2024-06-05 10:58:14 作者: 長弓難鳴

  一點晨曦穿過屋頂的破洞,灑在小芝所化的那些煙塵上,閃著粒粒晶瑩的光。

  是小芝碎裂的武器,透明絲線。

  是申小甲的淚。

  忽然間,微風起,捲走五彩斑斕的煙塵。

  申小甲拼命地想要阻止,聚攏那些煙塵,卻終究還是被風盡數帶走。

  地上只剩下一套白色絲線織成的衣褲,那是小芝在五彩圓球內,於一片漆黑之中,細細織成。

  

  那是妻子即將遠行,臨別給自家丈夫趕製的新衣。

  申小甲捧起那套素衣,看著衣角密密的絲線,雙目爬滿了紅色的血絲,像極了之前小芝臉上的裂紋。

  壓抑的低吼登時響徹整間停屍房……

  許久之後,停屍房的門緩緩而開,一身素衣的申小甲走了出來,眼中沒有半點感情色彩。

  張大海看著翻下屋檐,本想說幾句寬慰的話,卻怎麼也說不出口,只得盯著申小甲那如雪的素衣,打趣道,「一身白,似俠客,這身衣服倒是和天子你的氣質很配!」

  申小甲冷冷地看了張大海一眼,什麼話都沒有說,伸手一招,先前散落在停屍房裡的火刀等物自動飛來,輕飄飄地落在他的掌中,粗粗整理了一番,看了看剩下的那個卡通鬼臉面具,毫不猶豫地戴在了臉上。

  這是他照著上輩子戀人小蓮死前贈送給他的那個鬼臉面具描畫的,被他一直隨身帶著,只不過自從打算好好與這個世界相處後,他便沒有再拿出來過。
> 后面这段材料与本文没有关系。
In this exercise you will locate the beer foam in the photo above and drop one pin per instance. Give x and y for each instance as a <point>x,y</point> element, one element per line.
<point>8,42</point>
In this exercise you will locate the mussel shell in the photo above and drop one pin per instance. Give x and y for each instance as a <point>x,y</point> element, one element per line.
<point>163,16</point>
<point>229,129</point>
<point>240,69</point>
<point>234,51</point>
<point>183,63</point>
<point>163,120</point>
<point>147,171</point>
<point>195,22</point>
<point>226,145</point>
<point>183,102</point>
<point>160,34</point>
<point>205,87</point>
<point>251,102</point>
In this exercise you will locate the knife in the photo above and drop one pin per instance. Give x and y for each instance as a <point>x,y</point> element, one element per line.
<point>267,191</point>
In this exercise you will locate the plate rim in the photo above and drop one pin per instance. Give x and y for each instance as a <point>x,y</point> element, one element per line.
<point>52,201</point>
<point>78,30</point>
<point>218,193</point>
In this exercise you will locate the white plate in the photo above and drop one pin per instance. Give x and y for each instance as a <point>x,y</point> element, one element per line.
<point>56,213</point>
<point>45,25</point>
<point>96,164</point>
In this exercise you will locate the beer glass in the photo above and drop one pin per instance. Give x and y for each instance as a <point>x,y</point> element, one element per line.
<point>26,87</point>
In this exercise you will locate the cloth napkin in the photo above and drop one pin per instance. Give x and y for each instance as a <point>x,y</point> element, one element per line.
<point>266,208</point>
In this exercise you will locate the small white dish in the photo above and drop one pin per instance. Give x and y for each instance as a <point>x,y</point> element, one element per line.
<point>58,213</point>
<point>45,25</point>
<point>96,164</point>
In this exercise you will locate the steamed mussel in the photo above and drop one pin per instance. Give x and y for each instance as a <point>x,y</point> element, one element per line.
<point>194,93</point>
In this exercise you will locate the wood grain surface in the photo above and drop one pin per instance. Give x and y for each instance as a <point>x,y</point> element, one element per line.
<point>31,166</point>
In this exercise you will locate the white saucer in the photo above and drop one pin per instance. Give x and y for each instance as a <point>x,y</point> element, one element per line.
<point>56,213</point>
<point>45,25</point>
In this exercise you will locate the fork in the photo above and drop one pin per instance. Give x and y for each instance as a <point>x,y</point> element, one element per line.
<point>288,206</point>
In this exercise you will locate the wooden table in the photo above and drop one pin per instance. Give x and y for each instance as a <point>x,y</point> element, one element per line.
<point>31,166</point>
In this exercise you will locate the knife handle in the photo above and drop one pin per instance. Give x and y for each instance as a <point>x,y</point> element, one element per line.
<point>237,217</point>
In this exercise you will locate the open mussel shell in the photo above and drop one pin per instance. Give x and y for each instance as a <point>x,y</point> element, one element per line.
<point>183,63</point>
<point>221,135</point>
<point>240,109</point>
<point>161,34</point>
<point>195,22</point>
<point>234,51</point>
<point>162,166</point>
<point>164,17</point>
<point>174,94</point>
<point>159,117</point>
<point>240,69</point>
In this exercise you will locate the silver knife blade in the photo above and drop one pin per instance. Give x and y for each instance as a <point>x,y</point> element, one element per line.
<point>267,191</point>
  小芝的死,讓申小甲又開始厭惡這個世界,既然他不能好過,那就大家都別好過吧!

  這一次,他絕不會讓悲劇重演!

  張大海瞧見申小甲戴上面具,感受到那雙冰冷眸子裡的森寒,忍不住身子微微一顫,竟是有些懷疑面前站著的不是申小甲,而是那個唯恐天下不亂的鬼面人。
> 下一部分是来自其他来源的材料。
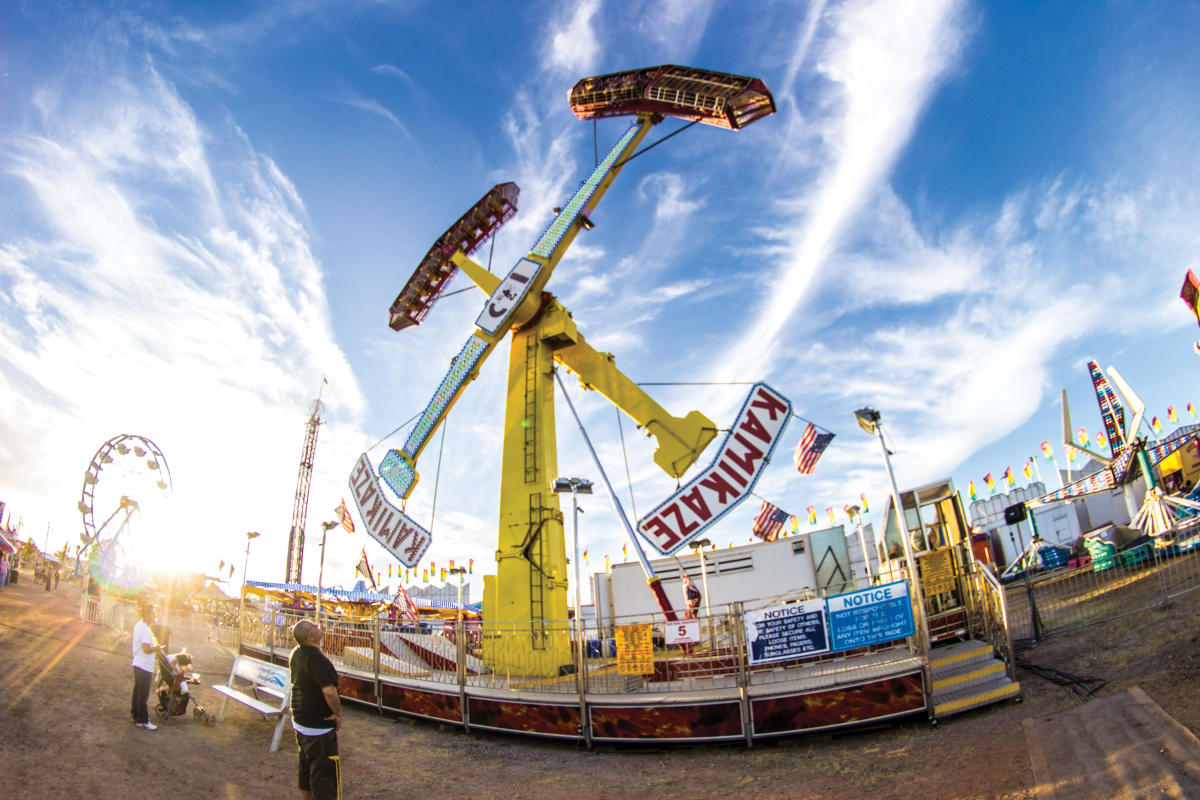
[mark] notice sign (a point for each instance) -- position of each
(684, 631)
(870, 617)
(787, 631)
(635, 650)
(729, 479)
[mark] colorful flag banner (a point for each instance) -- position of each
(406, 605)
(1191, 294)
(364, 569)
(769, 522)
(343, 516)
(811, 445)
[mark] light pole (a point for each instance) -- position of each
(576, 486)
(857, 515)
(699, 546)
(321, 572)
(459, 571)
(241, 608)
(870, 421)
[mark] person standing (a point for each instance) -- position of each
(316, 715)
(144, 648)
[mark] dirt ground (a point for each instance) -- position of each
(65, 732)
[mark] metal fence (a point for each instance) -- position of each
(204, 636)
(547, 657)
(1125, 582)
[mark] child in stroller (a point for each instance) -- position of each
(174, 678)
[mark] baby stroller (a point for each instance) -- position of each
(174, 679)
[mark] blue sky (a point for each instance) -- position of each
(205, 208)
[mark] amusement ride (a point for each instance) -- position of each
(529, 589)
(127, 474)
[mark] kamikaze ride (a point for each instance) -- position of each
(526, 601)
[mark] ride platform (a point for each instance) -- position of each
(718, 98)
(436, 269)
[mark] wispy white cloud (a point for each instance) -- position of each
(372, 106)
(885, 60)
(391, 71)
(172, 283)
(574, 48)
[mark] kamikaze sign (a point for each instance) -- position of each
(387, 524)
(729, 479)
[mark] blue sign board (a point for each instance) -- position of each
(870, 617)
(787, 631)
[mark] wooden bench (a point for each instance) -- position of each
(262, 686)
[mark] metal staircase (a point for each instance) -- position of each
(969, 674)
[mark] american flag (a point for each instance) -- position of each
(811, 445)
(769, 522)
(406, 605)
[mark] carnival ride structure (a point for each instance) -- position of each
(294, 567)
(1132, 456)
(133, 465)
(529, 589)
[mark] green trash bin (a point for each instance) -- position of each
(1103, 554)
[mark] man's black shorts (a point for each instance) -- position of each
(321, 769)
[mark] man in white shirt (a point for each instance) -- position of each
(144, 648)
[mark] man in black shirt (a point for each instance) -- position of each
(316, 715)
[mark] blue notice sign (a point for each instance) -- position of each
(787, 631)
(870, 617)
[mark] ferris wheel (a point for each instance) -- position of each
(127, 474)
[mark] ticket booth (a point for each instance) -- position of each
(941, 546)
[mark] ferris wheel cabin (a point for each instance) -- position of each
(436, 269)
(719, 98)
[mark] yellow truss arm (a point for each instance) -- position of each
(681, 439)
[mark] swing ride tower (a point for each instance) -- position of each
(526, 601)
(294, 566)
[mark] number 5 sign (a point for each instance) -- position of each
(685, 631)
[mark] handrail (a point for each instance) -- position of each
(997, 590)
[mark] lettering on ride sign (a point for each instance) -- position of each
(508, 295)
(727, 480)
(387, 524)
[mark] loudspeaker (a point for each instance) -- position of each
(1014, 513)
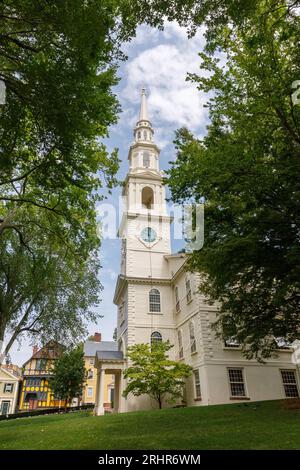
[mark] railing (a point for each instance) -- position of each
(48, 411)
(37, 372)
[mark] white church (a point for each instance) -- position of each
(158, 300)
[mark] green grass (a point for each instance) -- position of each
(263, 425)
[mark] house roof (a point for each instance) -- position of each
(9, 374)
(90, 348)
(51, 350)
(110, 355)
  「那個……怎麼您突然想戴面具了呢,這哪有您的真實面目帥氣啊!」咽了咽口水,張大海努力擠出一張笑臉,小心翼翼地說道。

  申小甲挎著火刀,仿佛沒有聽見張大海的話一般,望著天邊,冷冷道,「又要下雨了。」

  張大海聞言也望了一眼天邊的朝霞,點頭附和道,「朝霞不出門,晚霞行千里……天子,我剛剛起了一卦,今天確實不適合出門!」

  「放屁!今天你們必須要出門!」胡若男一臉惶急地跑了過來,手裡抱著兩個不大不小的木箱,詫異地看了戴著鬼臉面具的申小甲一眼,氣喘吁吁道,「整個京都城內,凡是有牆的地方,都貼著通緝你們的告示,賞金萬兩!你們必須要趕緊離開,這府衙內的氣氛也開始有些不對勁,總有人往這邊溜達……」

  張大海唉聲嘆氣道,「我倒是也想快些離開,只不過還需要一點時間找找門路。」

  「不用找了,」胡若男將兩個木箱放到張大海手裡,擦了擦臉上的細汗,「我已經幫你們打點好了,現在立刻帶著我的捕快腰牌去東城門,就說是配合刑部出去捉拿逆賊的,那邊的軍爺是我家親戚,會放行的……」側臉看向申小甲,抿了抿嘴唇道,」這裡的兩箱金子,是我之前從你那順走的,現在都還你,當作在路上的盤纏……」

  申小甲瞥了那兩個箱子一眼,淡淡地說道,「這兩箱黃金送你了……我不會出城。」

  胡若男愣了一下,蛾眉微蹙道,「你是信不過那個守城的軍爺,還是信不過我?」

  申小甲沒有回答,揮了揮手算是告別,默默地抬步前行,緩緩走向府衙門口。

  張大海見狀,只好一臉歉意地將兩個箱子放在胡若男腳下,快步朝著申小甲追去。

  胡若男低頭看了看地上的兩個箱子,抬頭望向那道漸行漸遠的背影,眼眶微紅道,「我之前偷走這箱子,並非什麼貪得無厭,財迷心竅,不過是想退掉我爹給我安排的親事,他剛好收了別人兩箱黃金……」

  申小甲輕輕地哦了一聲,依舊緩慢前行。

  胡若男咬了咬嘴唇,泫然欲泣道,「我剛才沒說要跟你們一起走,是因為我打算接受這門親事……對方是兵部的侍郎,可以幫助你們逃脫出去。」

  申小甲忽地停下腳步,但仍然沒有回頭,不咸不淡地說了一句,「心意領了,不必如此。」

  胡若男向前一步,流著淚問道,「我要是現在跟上來,你會不會帶我走?」

  「別犯傻,你我不是一個世界的人,再會……」申小甲說完這句,右手從腰間一抹,扯下一把飛刀,隨意一甩,正好釘在胡若男那隻邁出一步的腳前,而後繼續朝著府衙外走去,速度比先前快了幾分。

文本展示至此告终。